Libya’da sâdece bir
diktatör yıkılmıyor. Aynı zamanda bir devir de değişiyor. Libya’yı
Tunus ve
Mısır’dan ayıran özellik de muhtemelen bu. Şunu kasdediyorum:
Bundan yaklaşık altı ay önce, yâni Kaddâfî’ye karşı ayaklanmanın başlaması akabinde; ABD, AB, BM,
Kanada ve
Türkiye’den oluşan bir diplomatlar ve uzmanlar heyeti, tabii Libyalı muhâliflerin de katılımıyla bir geçiş programı hazırlamaya başladı. Bunun sonucu olarak kısa süre önce ortaya 70 sayfalık bir metin çıkdı. Burada beklendiği üzere Libya’nın çoğulcu demokrasiyle yönetilmesi, yargının bağımsız olması ve fikir hürriyeti gibi esaslar kabûl ediliyordu. Değişik olan husus
ülkedeki Berberî azınlığın da tanınması haklarına riâyet edileceği vaadinde bulunulmasıydı. Böylece Libya, şâyet bu program hayâta geçirilebilirse ilk “plüralist” Arab devleti olma vasfını kazanacak.
Libya Mağrib’de (
Kuzey Afrika’da) bulunan 1.775.500 kilometrekarelik çok geniş bir ülke. Nüfûsu 6.200.000 kişi. Başkenti Tarâbulus, yâni bizim yüzlerce yıl Tarablus, ama son zamanlarda pek bir kibarlaşıp “asrîleşdiğimiz” için (sevsinler!) Tripolis dediğimiz şehir.

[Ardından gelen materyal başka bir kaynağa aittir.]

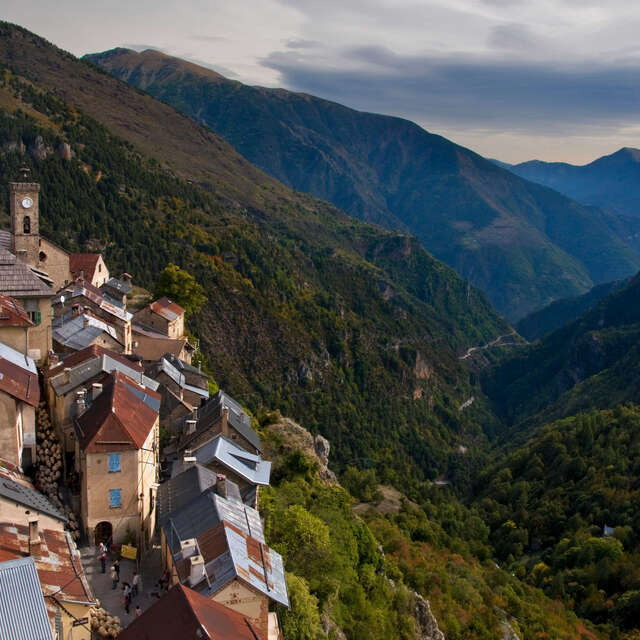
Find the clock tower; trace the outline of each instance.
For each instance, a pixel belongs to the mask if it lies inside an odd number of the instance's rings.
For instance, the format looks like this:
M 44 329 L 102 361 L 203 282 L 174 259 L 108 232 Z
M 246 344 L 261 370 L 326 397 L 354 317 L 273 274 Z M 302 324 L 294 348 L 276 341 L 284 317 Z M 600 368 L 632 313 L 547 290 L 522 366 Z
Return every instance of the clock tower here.
M 10 182 L 11 252 L 21 262 L 36 267 L 40 253 L 37 182 Z

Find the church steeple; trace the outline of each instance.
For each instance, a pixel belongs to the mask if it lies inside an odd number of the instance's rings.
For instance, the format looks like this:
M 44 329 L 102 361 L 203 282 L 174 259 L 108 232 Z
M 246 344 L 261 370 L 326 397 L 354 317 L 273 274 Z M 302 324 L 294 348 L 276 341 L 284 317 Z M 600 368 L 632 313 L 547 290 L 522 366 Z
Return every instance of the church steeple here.
M 23 182 L 10 182 L 11 251 L 19 260 L 33 267 L 40 252 L 40 185 L 27 182 L 28 169 L 21 169 Z

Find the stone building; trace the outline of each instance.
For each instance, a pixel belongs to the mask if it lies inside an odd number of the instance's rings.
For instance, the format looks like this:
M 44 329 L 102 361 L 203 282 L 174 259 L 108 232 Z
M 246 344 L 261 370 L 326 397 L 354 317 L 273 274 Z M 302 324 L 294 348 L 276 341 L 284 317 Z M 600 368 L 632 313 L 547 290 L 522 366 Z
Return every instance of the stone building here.
M 70 254 L 69 271 L 71 272 L 71 280 L 83 278 L 94 287 L 101 287 L 109 280 L 109 269 L 107 269 L 101 253 Z
M 96 345 L 72 353 L 62 362 L 52 361 L 45 371 L 45 393 L 53 425 L 65 451 L 65 471 L 74 467 L 74 419 L 100 396 L 107 377 L 115 371 L 151 391 L 158 388 L 157 382 L 144 375 L 140 364 Z
M 155 528 L 160 396 L 126 375 L 108 376 L 75 420 L 82 522 L 91 544 L 133 538 L 146 547 Z
M 134 322 L 174 340 L 184 336 L 184 309 L 166 297 L 137 311 Z

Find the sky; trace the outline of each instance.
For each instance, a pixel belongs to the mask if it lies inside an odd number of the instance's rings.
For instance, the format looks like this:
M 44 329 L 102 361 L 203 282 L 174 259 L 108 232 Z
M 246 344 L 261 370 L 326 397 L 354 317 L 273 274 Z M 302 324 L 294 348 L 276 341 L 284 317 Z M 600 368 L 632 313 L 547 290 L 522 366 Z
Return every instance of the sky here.
M 159 49 L 506 162 L 640 147 L 631 0 L 3 0 L 0 16 L 75 55 Z

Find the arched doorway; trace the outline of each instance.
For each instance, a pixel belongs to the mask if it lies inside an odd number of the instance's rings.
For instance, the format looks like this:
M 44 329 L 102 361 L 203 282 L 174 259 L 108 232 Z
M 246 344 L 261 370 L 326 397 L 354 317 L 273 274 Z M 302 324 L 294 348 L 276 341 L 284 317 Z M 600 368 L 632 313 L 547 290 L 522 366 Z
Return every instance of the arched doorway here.
M 97 546 L 101 542 L 110 544 L 112 535 L 113 527 L 110 522 L 98 522 L 96 528 L 93 530 L 95 545 Z

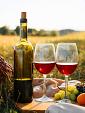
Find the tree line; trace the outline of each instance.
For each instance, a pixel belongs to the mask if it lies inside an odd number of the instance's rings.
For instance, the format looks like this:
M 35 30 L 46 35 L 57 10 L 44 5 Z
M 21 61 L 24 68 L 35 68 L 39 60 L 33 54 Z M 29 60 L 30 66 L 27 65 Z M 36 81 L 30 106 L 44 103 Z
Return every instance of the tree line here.
M 29 28 L 27 29 L 28 35 L 30 36 L 58 36 L 59 32 L 55 30 L 46 31 L 44 29 L 36 30 Z M 20 35 L 20 27 L 17 26 L 15 29 L 9 29 L 7 26 L 0 27 L 0 35 Z

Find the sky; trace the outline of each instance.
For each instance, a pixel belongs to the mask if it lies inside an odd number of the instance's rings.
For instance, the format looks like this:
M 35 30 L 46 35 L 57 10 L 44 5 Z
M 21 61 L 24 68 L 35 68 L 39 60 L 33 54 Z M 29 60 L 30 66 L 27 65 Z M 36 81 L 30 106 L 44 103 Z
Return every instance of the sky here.
M 0 0 L 0 27 L 16 28 L 22 11 L 29 28 L 85 31 L 85 0 Z

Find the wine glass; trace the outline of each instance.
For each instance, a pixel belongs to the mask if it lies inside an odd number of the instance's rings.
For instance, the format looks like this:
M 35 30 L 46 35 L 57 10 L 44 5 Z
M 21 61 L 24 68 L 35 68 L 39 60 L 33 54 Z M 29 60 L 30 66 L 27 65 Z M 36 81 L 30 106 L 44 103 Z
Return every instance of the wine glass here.
M 61 102 L 70 102 L 67 96 L 68 77 L 78 65 L 78 51 L 76 43 L 58 43 L 56 49 L 56 67 L 65 76 L 65 97 Z
M 35 68 L 43 74 L 43 96 L 36 101 L 53 101 L 46 96 L 46 74 L 50 73 L 55 66 L 55 47 L 52 43 L 36 44 L 34 51 Z

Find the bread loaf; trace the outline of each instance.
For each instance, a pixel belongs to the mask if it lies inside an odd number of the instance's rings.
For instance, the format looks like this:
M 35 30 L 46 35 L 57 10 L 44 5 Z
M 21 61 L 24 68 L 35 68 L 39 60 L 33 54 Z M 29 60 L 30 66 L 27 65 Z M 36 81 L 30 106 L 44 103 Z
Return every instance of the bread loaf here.
M 62 80 L 61 80 L 62 81 Z M 46 78 L 46 95 L 53 97 L 55 93 L 59 91 L 57 87 L 58 81 L 53 78 Z M 33 97 L 40 98 L 43 96 L 43 78 L 33 79 Z
M 46 90 L 46 95 L 48 97 L 53 97 L 59 90 L 60 89 L 55 84 L 49 85 Z
M 43 96 L 43 89 L 40 86 L 33 87 L 33 97 L 40 98 Z

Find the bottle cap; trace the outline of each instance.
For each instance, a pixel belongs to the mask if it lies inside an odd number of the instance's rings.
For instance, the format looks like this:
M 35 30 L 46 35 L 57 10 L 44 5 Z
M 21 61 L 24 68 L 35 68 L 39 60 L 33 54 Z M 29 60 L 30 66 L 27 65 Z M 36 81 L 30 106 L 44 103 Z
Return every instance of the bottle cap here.
M 21 12 L 21 18 L 26 18 L 26 12 Z

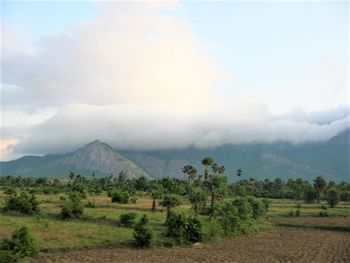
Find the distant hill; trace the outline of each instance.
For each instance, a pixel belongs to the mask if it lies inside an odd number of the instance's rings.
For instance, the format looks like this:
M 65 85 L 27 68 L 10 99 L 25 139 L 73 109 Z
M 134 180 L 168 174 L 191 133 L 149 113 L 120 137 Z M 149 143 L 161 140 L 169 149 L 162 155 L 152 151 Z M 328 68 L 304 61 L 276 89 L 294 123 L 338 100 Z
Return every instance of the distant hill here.
M 195 165 L 200 172 L 204 156 L 211 156 L 226 167 L 229 179 L 243 170 L 243 178 L 284 179 L 302 177 L 312 180 L 324 176 L 327 180 L 350 181 L 350 130 L 347 129 L 326 142 L 294 145 L 287 142 L 269 144 L 230 144 L 209 149 L 123 151 L 153 177 L 182 178 L 185 164 Z
M 283 179 L 302 177 L 312 180 L 324 176 L 327 180 L 350 181 L 350 130 L 347 129 L 326 142 L 294 145 L 287 142 L 228 144 L 215 148 L 159 151 L 116 151 L 99 141 L 76 152 L 44 157 L 25 156 L 1 162 L 0 175 L 66 176 L 70 171 L 83 175 L 118 174 L 127 170 L 130 177 L 164 176 L 182 178 L 182 167 L 195 165 L 211 156 L 225 165 L 229 179 L 236 180 L 235 171 L 243 170 L 242 178 Z
M 130 178 L 150 178 L 138 165 L 100 141 L 94 141 L 76 152 L 64 155 L 25 156 L 18 160 L 1 162 L 2 176 L 65 176 L 70 171 L 82 175 L 116 175 L 122 170 L 127 171 Z

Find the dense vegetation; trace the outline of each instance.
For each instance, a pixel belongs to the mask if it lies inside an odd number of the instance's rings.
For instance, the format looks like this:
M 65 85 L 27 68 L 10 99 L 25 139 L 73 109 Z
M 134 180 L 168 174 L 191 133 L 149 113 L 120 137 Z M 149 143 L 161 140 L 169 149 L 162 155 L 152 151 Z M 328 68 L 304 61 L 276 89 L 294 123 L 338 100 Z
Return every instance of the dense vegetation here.
M 91 200 L 93 196 L 108 196 L 111 204 L 129 205 L 130 209 L 139 198 L 147 197 L 152 200 L 147 208 L 150 214 L 129 210 L 114 219 L 118 226 L 133 229 L 135 246 L 146 248 L 160 244 L 172 246 L 210 242 L 221 237 L 254 232 L 258 229 L 260 219 L 268 211 L 268 199 L 302 200 L 307 204 L 326 201 L 330 208 L 336 207 L 339 201 L 350 200 L 350 184 L 346 182 L 326 182 L 322 177 L 315 178 L 313 182 L 303 179 L 289 179 L 285 182 L 280 178 L 241 179 L 244 171 L 238 169 L 235 173 L 241 180 L 228 183 L 224 166 L 218 165 L 210 157 L 205 157 L 202 165 L 203 174 L 198 174 L 195 167 L 186 165 L 182 170 L 183 180 L 169 177 L 159 180 L 146 180 L 144 177 L 128 179 L 126 171 L 120 172 L 118 176 L 92 175 L 90 178 L 71 172 L 68 178 L 61 180 L 45 177 L 0 177 L 0 186 L 5 197 L 3 210 L 35 215 L 43 229 L 47 229 L 48 217 L 52 216 L 56 220 L 64 219 L 64 222 L 99 220 L 109 223 L 106 218 L 108 213 L 100 218 L 94 216 L 93 212 L 85 213 L 85 208 L 98 207 Z M 41 213 L 36 195 L 59 195 L 60 212 L 56 215 Z M 158 223 L 154 220 L 159 222 L 160 217 L 153 217 L 152 214 L 162 214 L 159 206 L 165 209 L 166 217 L 161 222 L 162 227 L 157 226 L 155 229 L 154 226 Z M 296 208 L 286 215 L 300 216 L 301 204 Z M 322 204 L 319 216 L 329 216 L 325 204 Z M 26 228 L 21 231 L 29 235 Z M 17 236 L 18 233 L 14 238 Z M 29 237 L 28 240 L 32 239 Z M 3 244 L 9 242 L 4 240 Z M 29 243 L 32 244 L 32 241 Z M 35 255 L 34 252 L 18 254 L 17 248 L 16 250 L 6 245 L 2 245 L 1 249 L 1 257 L 13 257 L 14 261 L 22 256 Z

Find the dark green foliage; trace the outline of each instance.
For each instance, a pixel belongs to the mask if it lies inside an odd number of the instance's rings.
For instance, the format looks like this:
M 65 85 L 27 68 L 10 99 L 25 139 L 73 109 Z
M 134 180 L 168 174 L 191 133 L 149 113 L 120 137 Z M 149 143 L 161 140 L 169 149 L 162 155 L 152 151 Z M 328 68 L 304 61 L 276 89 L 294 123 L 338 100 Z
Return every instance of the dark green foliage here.
M 127 227 L 132 227 L 135 224 L 136 213 L 126 213 L 119 216 L 120 224 Z
M 304 191 L 304 200 L 305 200 L 305 203 L 307 204 L 311 204 L 315 201 L 315 199 L 317 198 L 317 193 L 316 191 L 311 188 L 311 187 L 308 187 L 305 191 Z
M 178 244 L 190 244 L 202 240 L 202 224 L 196 217 L 171 212 L 166 222 L 166 235 Z
M 188 200 L 192 205 L 192 209 L 196 213 L 199 213 L 205 207 L 208 200 L 208 195 L 200 187 L 195 187 L 188 195 Z
M 295 210 L 295 216 L 296 216 L 296 217 L 299 217 L 299 216 L 300 216 L 300 210 L 299 210 L 299 209 Z
M 84 213 L 84 205 L 81 202 L 82 197 L 78 192 L 71 192 L 63 202 L 61 217 L 63 219 L 79 218 Z
M 224 236 L 224 230 L 217 218 L 212 217 L 204 221 L 202 236 L 204 242 L 214 242 Z
M 321 211 L 318 213 L 318 215 L 319 215 L 320 217 L 329 217 L 328 212 L 325 211 L 325 210 L 321 210 Z
M 32 215 L 38 211 L 38 201 L 35 195 L 28 192 L 21 192 L 19 195 L 17 192 L 10 191 L 10 194 L 5 197 L 5 211 L 18 211 L 24 214 Z
M 251 200 L 251 202 L 256 204 L 261 201 Z M 265 211 L 262 212 L 259 209 L 265 210 L 265 208 L 263 202 L 258 205 L 256 219 L 265 214 Z M 247 198 L 238 198 L 232 203 L 217 204 L 213 216 L 220 222 L 225 236 L 237 236 L 255 231 L 256 219 L 253 214 L 250 201 Z
M 237 207 L 241 219 L 247 219 L 253 215 L 252 206 L 247 198 L 237 198 L 232 202 L 232 205 Z
M 227 177 L 212 175 L 204 182 L 204 186 L 211 196 L 211 207 L 214 207 L 215 201 L 222 199 L 227 193 Z
M 175 194 L 167 194 L 163 197 L 163 200 L 160 202 L 160 205 L 167 209 L 167 218 L 168 221 L 171 209 L 181 205 L 181 198 Z
M 85 203 L 85 207 L 87 207 L 87 208 L 96 208 L 97 205 L 96 205 L 95 201 L 88 200 L 88 201 Z
M 262 216 L 264 216 L 267 212 L 266 205 L 263 201 L 259 201 L 252 197 L 248 198 L 248 202 L 252 207 L 253 218 L 256 220 Z
M 327 183 L 326 180 L 322 176 L 317 176 L 314 180 L 314 189 L 317 194 L 317 203 L 320 202 L 320 196 L 323 190 L 325 189 Z
M 11 239 L 4 239 L 0 244 L 0 262 L 16 262 L 23 257 L 35 256 L 39 252 L 33 236 L 27 227 L 13 232 Z
M 153 233 L 148 227 L 148 218 L 146 214 L 144 214 L 140 221 L 136 223 L 134 227 L 134 238 L 135 245 L 138 248 L 146 248 L 151 246 Z
M 127 204 L 129 202 L 129 193 L 120 190 L 114 190 L 111 193 L 112 203 Z
M 327 203 L 331 208 L 335 207 L 339 201 L 339 193 L 337 189 L 331 188 L 327 190 L 326 199 L 327 199 Z
M 339 199 L 341 201 L 350 201 L 350 191 L 349 190 L 341 191 L 339 193 Z

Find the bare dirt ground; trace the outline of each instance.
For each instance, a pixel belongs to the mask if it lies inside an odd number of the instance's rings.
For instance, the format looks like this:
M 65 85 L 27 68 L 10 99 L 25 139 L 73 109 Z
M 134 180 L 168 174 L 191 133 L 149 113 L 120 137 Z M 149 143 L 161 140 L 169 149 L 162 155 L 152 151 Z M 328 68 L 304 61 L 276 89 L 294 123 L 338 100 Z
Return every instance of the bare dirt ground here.
M 29 262 L 345 263 L 350 262 L 350 232 L 274 227 L 250 236 L 189 248 L 93 249 L 45 254 Z

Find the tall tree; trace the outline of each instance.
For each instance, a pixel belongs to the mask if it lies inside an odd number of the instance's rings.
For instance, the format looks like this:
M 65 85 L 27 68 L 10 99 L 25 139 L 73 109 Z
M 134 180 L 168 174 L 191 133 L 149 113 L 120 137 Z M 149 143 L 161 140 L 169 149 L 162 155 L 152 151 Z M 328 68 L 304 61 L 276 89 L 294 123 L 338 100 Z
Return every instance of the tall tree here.
M 241 176 L 242 176 L 242 173 L 243 173 L 243 171 L 242 171 L 241 169 L 237 169 L 236 175 L 237 175 L 238 177 L 241 177 Z
M 215 201 L 223 198 L 227 192 L 227 177 L 212 175 L 204 185 L 211 196 L 211 207 L 214 207 Z
M 181 198 L 175 194 L 167 194 L 163 197 L 160 205 L 166 208 L 166 220 L 168 221 L 171 209 L 181 205 Z
M 211 166 L 214 163 L 213 158 L 211 157 L 205 157 L 202 160 L 202 164 L 204 165 L 204 180 L 207 181 L 209 178 L 209 172 L 208 172 L 208 167 Z
M 185 165 L 182 172 L 187 175 L 188 191 L 191 192 L 192 182 L 197 176 L 197 169 L 192 165 Z
M 320 202 L 320 196 L 323 190 L 326 188 L 326 180 L 322 176 L 317 176 L 314 179 L 314 189 L 317 193 L 317 203 Z

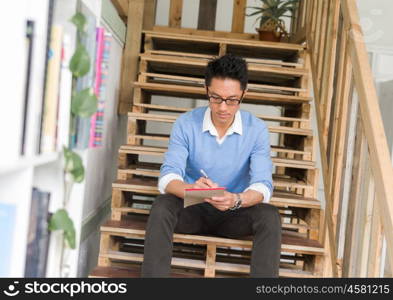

Doğu komşusu Mısır, Batı komşularıysa Tunus ve Cezâyir.
Libya’yı 1553’de ünlü korsan amiralimiz Turgut Reis (öl.: 23 Hazîran 1565) fethetmişdir. 1911’e kadar 358 sene hâkimiyetimizde kaldı. Libya’yı İtalyanlara karşı savunanlar arasında, o sıralar henüz paşalık (generallik) rütbesine ulaşmamış bulunan Mustafa Kemâl ve Enver Beyler de vardı.
Libya bizim için herhangi bir ülke değildir. Bunu yalnızca bu üçbuçuk asırlık berâberliğimiz bağlamında söylemiyorum. Elbet onun da büyük rolü var, çünki Libya’nın neresine gitseniz
Osmanlı/Türk izlerine rastlamanız mümkindir. Meselâ Kaddâfî’nin rezidansı olan Bâbe-l-Azîziye Sultan Aziz (08.02.1830 - 25.06.1861) tarafından inşâ etdirilmişdir. Fakat Libya Türkiye için bunun da ötesinde önemlidir, zîrâ hem
ekonomik ve hem de jeostratejik bakımlardan ağırlık taşır. Üstelik bâzı başka Arab ülkelerinin aksine Libya’da Türkiye ve Türklere karşı sempati vardır. Unutmayalım ki 1974
Kıbrıs Harekâtı’nda Kaddâfî Türk savaş uçaklarına bedâva
yakıt sağlamışdır.
Netîceten Libya’da demokratik bir hükûmetin işbaşında olması her bakımdan tercîhe şâyandır ama Libya Libya’dır. Diktatörler gelir geçer, ülkeler kalır.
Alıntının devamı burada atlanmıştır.